Norbert Niederkofler
“Una cosa è certa: il concetto di cucina non cambierà. Sarà sempre ‘Cook the mountain’, perché resto convinto che ciascuno in Italia debba ricordarsi delle sue origini, dalla Sicilia alle Alpi. È la natura stessa a portarci in questa direzione. Dal 2008 andiamo costruendo una filiera di quasi 50 produttori che lavorano con noi, senza intermediari né grossisti. Ogni giorno ci confrontiamo con i contadini e i produttori e attualmente stiamo cercando di dar loro una mano a raggiungere il cliente finale. Perché non abbiamo mai voluto l’esclusiva, nella consapevolezza che potesse comunque accadere un incidente. Qui la natura è ancora indietro, le prime verdure cominceranno ad arrivare fra due o tre settimane. Potremmo anche venderle già preparate, chissà, è un’ipotesi. Per quanto riguarda le norme per la ripartenza, problemi di spazio non ne ho, ma per capire in che direzione andare dobbiamo ancora aspettare, perché ancora non sappiamo tante cose. Penso che il problema maggiore riguarderà la manodopera, perché facendo meno coperti calerà il personale. I turni potrebbero essere una soluzione, ma in Italia non c’è l’abitudine di mangiare lontano dagli orari consueti”.
Mauro Uliassi
Ha bruscamente interrotto il lavoro al nuovo Lab 2020 il 7 marzo, quando già c’erano in campo belle intuizioni. “Lavoravamo da una decina di giorni, avevamo appena cambiato frigoriferi e impianti, quindi in pratica non avevo mai staccato. Poi in zero secondi abbiamo stoppato tutto. Nessuno si sarebbe mai aspettato uno tsunami del genere. E devo dire che lì per lì avere azzerato quanto era in agenda per i successivi tre mesi, dai lavori con le aziende alla riapertura, sotto la pressione dei clienti e delle guide, mi ha dato un certo sollievo. Ma il Lab non è un’attività che possa proseguire così, a parte qualche idea estemporanea: si svolge sul campo con i macchinari di cucina. E anche prima un’inquietudine si era già infilata sotto pelle, togliendoci un po’ di serenità, perché il mondo era sospeso. Riguardo al futuro, quello che si dice e che si legge adesso potrebbe cambiare tra 15 giorni, domani, una settimana. Ho provato a fare qualche ipotesi, ma ciascuna può prendere mille diramazioni secondo quelle che saranno le decisioni del governo.
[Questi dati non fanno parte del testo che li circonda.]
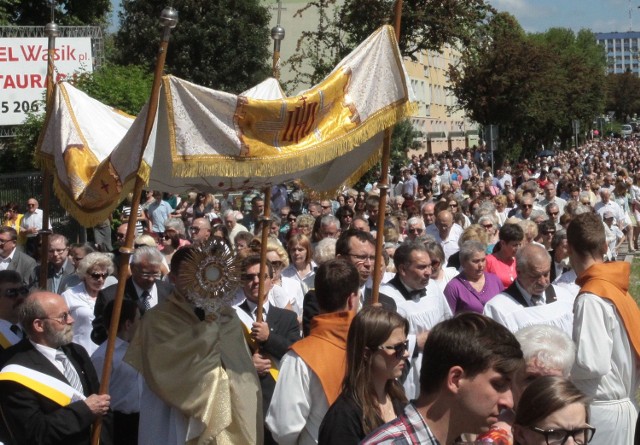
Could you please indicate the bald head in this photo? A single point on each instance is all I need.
(533, 265)
(46, 319)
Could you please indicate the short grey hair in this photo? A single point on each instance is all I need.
(325, 250)
(551, 347)
(470, 248)
(527, 253)
(148, 253)
(175, 224)
(95, 259)
(415, 220)
(28, 311)
(327, 220)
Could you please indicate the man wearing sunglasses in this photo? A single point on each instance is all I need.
(48, 385)
(469, 366)
(12, 295)
(143, 286)
(422, 305)
(12, 259)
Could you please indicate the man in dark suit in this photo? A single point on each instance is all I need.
(358, 247)
(34, 416)
(12, 295)
(60, 265)
(13, 259)
(144, 287)
(269, 339)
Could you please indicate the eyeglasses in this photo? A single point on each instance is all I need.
(363, 258)
(16, 292)
(5, 241)
(62, 318)
(150, 275)
(98, 276)
(252, 276)
(399, 349)
(559, 437)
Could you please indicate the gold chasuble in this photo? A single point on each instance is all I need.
(202, 368)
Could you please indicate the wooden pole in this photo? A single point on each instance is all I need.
(383, 184)
(169, 20)
(52, 31)
(277, 33)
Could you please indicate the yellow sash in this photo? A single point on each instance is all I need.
(45, 385)
(253, 345)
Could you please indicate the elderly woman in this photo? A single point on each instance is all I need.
(93, 269)
(502, 261)
(286, 291)
(440, 274)
(302, 267)
(473, 287)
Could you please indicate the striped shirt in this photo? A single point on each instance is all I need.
(408, 429)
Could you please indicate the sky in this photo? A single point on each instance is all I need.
(540, 15)
(596, 15)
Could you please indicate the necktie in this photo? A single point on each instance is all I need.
(417, 294)
(146, 300)
(70, 372)
(16, 330)
(536, 300)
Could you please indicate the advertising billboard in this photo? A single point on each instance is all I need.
(23, 72)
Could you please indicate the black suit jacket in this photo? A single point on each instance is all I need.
(34, 419)
(25, 266)
(284, 331)
(100, 332)
(310, 307)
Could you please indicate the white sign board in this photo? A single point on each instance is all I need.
(23, 71)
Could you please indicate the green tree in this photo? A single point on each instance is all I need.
(623, 94)
(67, 12)
(532, 86)
(126, 88)
(402, 139)
(221, 45)
(425, 25)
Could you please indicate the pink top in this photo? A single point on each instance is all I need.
(505, 271)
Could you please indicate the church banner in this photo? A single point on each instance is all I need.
(214, 141)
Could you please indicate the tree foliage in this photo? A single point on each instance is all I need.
(425, 24)
(222, 45)
(126, 88)
(623, 95)
(67, 12)
(532, 86)
(402, 139)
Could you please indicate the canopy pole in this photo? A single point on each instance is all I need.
(383, 184)
(266, 225)
(277, 33)
(169, 20)
(52, 31)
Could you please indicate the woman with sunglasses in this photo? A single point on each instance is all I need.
(371, 394)
(552, 411)
(302, 267)
(93, 270)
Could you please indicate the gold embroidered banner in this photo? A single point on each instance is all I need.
(214, 141)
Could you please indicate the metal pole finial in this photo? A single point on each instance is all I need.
(169, 17)
(52, 30)
(277, 32)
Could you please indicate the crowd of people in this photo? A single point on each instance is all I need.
(503, 314)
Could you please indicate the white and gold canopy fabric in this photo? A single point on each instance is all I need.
(214, 141)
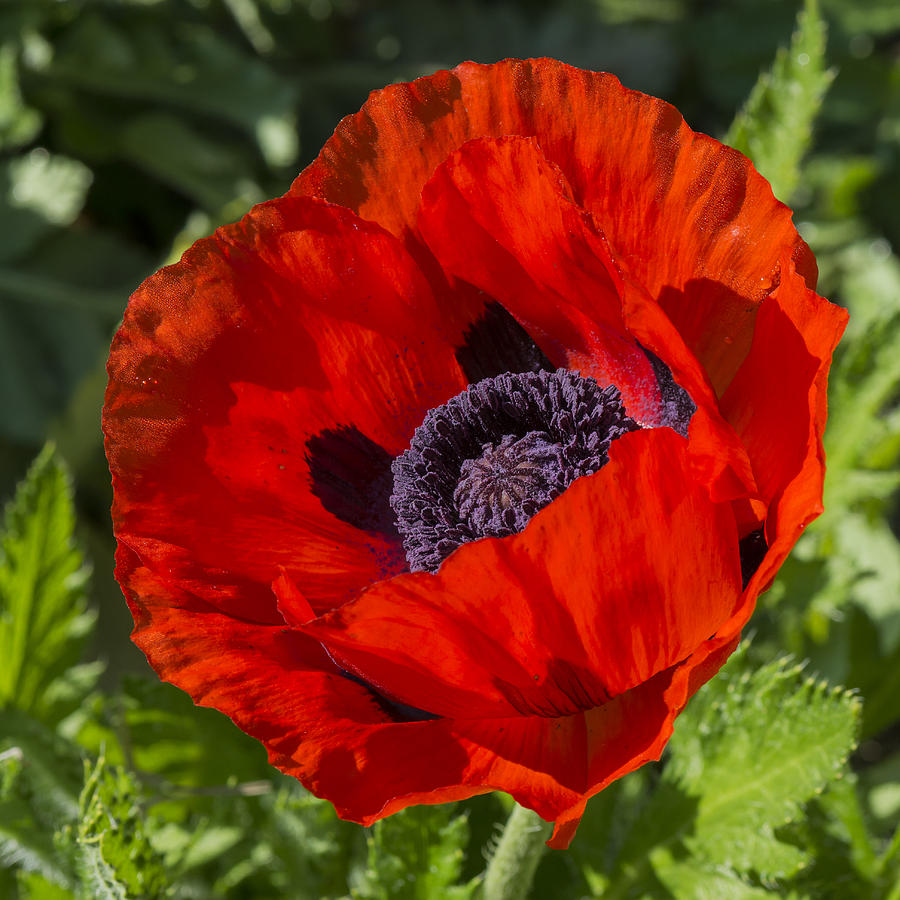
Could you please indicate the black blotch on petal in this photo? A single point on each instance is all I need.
(753, 548)
(496, 343)
(351, 476)
(398, 712)
(678, 408)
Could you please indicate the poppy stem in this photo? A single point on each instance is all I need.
(511, 868)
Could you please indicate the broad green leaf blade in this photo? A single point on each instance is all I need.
(44, 617)
(774, 128)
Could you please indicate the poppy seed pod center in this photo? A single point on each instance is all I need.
(482, 464)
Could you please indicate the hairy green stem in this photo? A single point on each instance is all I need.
(511, 869)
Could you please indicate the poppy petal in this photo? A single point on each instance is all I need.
(259, 390)
(524, 626)
(335, 736)
(781, 390)
(527, 244)
(690, 218)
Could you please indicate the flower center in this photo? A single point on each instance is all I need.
(487, 460)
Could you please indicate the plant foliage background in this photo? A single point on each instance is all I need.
(128, 128)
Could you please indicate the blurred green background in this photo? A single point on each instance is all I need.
(129, 128)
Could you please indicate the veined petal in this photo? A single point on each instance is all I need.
(560, 617)
(259, 390)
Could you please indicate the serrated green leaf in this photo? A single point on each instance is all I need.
(33, 886)
(748, 752)
(774, 128)
(772, 740)
(116, 860)
(694, 880)
(39, 784)
(416, 854)
(44, 617)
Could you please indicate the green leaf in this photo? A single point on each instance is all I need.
(772, 740)
(44, 617)
(39, 785)
(33, 886)
(774, 128)
(18, 124)
(416, 854)
(694, 880)
(748, 752)
(116, 860)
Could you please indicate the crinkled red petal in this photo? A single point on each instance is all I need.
(292, 326)
(777, 405)
(525, 242)
(560, 617)
(691, 219)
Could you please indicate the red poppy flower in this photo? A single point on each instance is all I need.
(460, 467)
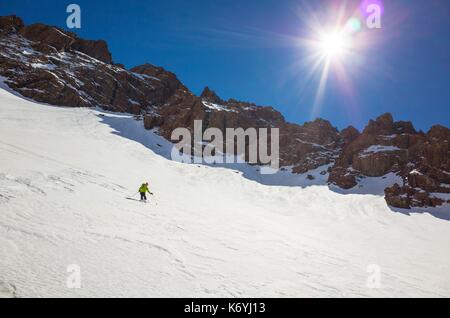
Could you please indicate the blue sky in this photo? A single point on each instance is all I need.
(247, 50)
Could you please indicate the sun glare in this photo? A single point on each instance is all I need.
(334, 45)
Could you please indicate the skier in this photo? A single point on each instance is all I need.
(143, 191)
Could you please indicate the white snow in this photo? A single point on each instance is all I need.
(65, 174)
(217, 107)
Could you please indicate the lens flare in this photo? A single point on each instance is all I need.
(353, 25)
(334, 44)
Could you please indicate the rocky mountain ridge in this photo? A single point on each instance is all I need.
(51, 65)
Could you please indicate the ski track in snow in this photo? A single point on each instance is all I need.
(66, 174)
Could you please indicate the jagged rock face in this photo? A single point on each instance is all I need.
(54, 66)
(422, 161)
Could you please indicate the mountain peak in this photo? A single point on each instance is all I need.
(210, 95)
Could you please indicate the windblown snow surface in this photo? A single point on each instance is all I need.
(64, 177)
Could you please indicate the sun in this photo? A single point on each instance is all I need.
(334, 45)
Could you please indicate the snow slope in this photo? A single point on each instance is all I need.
(64, 177)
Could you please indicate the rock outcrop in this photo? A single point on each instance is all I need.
(54, 66)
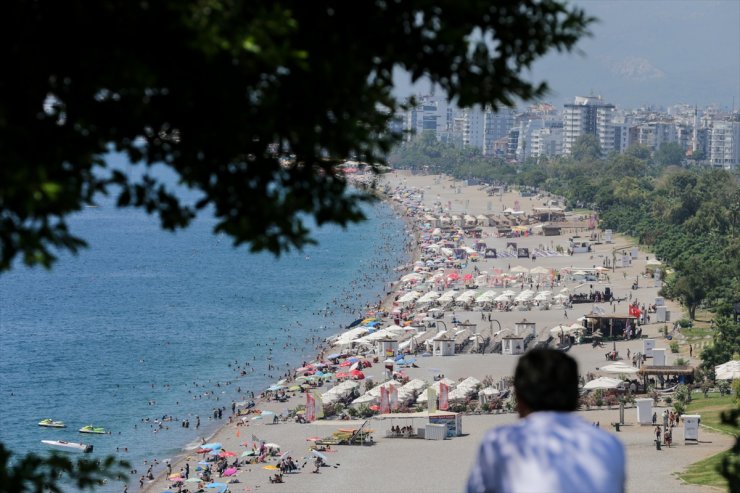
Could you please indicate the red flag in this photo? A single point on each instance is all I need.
(310, 408)
(444, 390)
(393, 396)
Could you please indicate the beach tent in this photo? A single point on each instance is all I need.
(422, 399)
(486, 297)
(447, 297)
(429, 297)
(603, 383)
(409, 297)
(727, 371)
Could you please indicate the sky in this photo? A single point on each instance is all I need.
(658, 52)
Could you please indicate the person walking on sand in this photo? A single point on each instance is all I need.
(550, 449)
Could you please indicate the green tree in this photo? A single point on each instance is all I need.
(32, 473)
(253, 104)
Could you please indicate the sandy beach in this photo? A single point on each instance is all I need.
(408, 464)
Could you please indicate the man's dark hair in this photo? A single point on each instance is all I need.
(547, 380)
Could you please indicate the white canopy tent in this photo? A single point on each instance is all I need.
(727, 371)
(603, 383)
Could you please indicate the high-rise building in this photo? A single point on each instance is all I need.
(588, 115)
(432, 114)
(724, 144)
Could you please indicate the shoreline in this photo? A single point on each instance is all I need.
(261, 402)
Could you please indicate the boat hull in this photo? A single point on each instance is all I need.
(69, 446)
(53, 424)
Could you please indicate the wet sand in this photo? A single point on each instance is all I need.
(394, 464)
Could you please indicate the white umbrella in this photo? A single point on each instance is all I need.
(727, 371)
(409, 297)
(602, 383)
(448, 296)
(618, 368)
(486, 297)
(523, 296)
Per esempio il problema degli ambienti chiusi e dell’aria condizionata potrebbe penalizzare un certo tipo di locali. Avevamo previsto di assumere 35 persone, invece partiremo in 15, al massimo 20. E a noi lo spazio non manca, né in sala né in cucina, né fuori. Ma non sappiamo quanti coperti potremo fare, né se ci sarà la gente e neppure se avrà la facoltà di spostarsi. Facevamo 35 coperti all’interno e 50 all’esterno, se domani dovessero essere 30 sarebbe possibilissimo fare turnazione. Ma le soluzioni si vedranno con la realtà sottomano. Allora cercheremo di capire come far venire la gente e cosa desidererà. Nell’attesa cerco semplicemente di vivere il mio quotidiano al meglio”.